Re: [PATCH v5 1/1] drm/doc: Document DRM device reset expectations

From: Michel Dänzer
Date: Thu Aug 10 2023 - 03:34:00 EST


On 8/9/23 21:15, Marek Olšák wrote:
> On Wed, Aug 9, 2023 at 3:35 AM Michel Dänzer <michel.daenzer@xxxxxxxxxxx> wrote:
>> On 8/8/23 19:03, Marek Olšák wrote:
>>> It's the same situation as SIGSEGV. A process can catch the signal,
>>> but if it doesn't, it gets killed. GL and Vulkan APIs give you a way
>>> to catch the GPU error and prevent the process termination. If you
>>> don't use the API, you'll get undefined behavior, which means anything
>>> can happen, including process termination.
>>
>> Got a spec reference for that?
>>
>> I know the spec allows process termination in response to e.g. out of bounds buffer access by the application (which corresponds to SIGSEGV). There are other causes for GPU hangs though, e.g. driver bugs. The ARB_robustness spec says:
>>
>> If the reset notification behavior is NO_RESET_NOTIFICATION_ARB,
>> then the implementation will never deliver notification of reset
>> events, and GetGraphicsResetStatusARB will always return
>> NO_ERROR[fn1].
>> [fn1: In this case it is recommended that implementations should
>> not allow loss of context state no matter what events occur.
>> However, this is only a recommendation, and cannot be relied
>> upon by applications.]
>>
>> No mention of process termination, that rather sounds to me like the GL implementation should do its best to keep the application running.
>
> It basically says that we can do anything.

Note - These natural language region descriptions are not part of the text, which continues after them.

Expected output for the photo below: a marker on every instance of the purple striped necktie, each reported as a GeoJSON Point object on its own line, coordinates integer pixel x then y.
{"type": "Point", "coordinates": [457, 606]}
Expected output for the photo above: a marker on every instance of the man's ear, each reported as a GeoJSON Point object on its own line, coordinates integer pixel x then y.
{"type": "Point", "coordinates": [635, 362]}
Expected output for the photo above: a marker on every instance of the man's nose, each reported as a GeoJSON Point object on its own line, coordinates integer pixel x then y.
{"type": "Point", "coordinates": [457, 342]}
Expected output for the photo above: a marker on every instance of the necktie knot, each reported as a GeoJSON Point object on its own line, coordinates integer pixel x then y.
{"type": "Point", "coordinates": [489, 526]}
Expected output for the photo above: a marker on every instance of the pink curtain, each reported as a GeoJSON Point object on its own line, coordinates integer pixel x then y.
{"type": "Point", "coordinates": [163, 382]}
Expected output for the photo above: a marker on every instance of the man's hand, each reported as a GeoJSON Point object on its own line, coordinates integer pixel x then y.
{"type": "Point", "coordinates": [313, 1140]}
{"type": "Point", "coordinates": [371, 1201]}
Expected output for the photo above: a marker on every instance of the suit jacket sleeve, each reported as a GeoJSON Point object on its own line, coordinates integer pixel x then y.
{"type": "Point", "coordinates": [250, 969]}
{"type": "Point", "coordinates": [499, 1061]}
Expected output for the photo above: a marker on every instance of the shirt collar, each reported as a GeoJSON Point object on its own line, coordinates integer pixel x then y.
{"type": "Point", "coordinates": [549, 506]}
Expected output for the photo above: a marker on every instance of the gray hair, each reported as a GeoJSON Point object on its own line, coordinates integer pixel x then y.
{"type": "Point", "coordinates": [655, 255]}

Not really? If program termination is a possible outcome, the spec otherwise mentions that explicitly, ala "including program termination".


> A frozen window or flipping between 2 random frames can't be described
> as "keeping the application running".

This assumes that an application which uses OpenGL cannot have any other purpose than using OpenGL.


--
Earthling Michel Dänzer | https://redhat.com
Libre software enthusiast | Mesa and Xwayland developer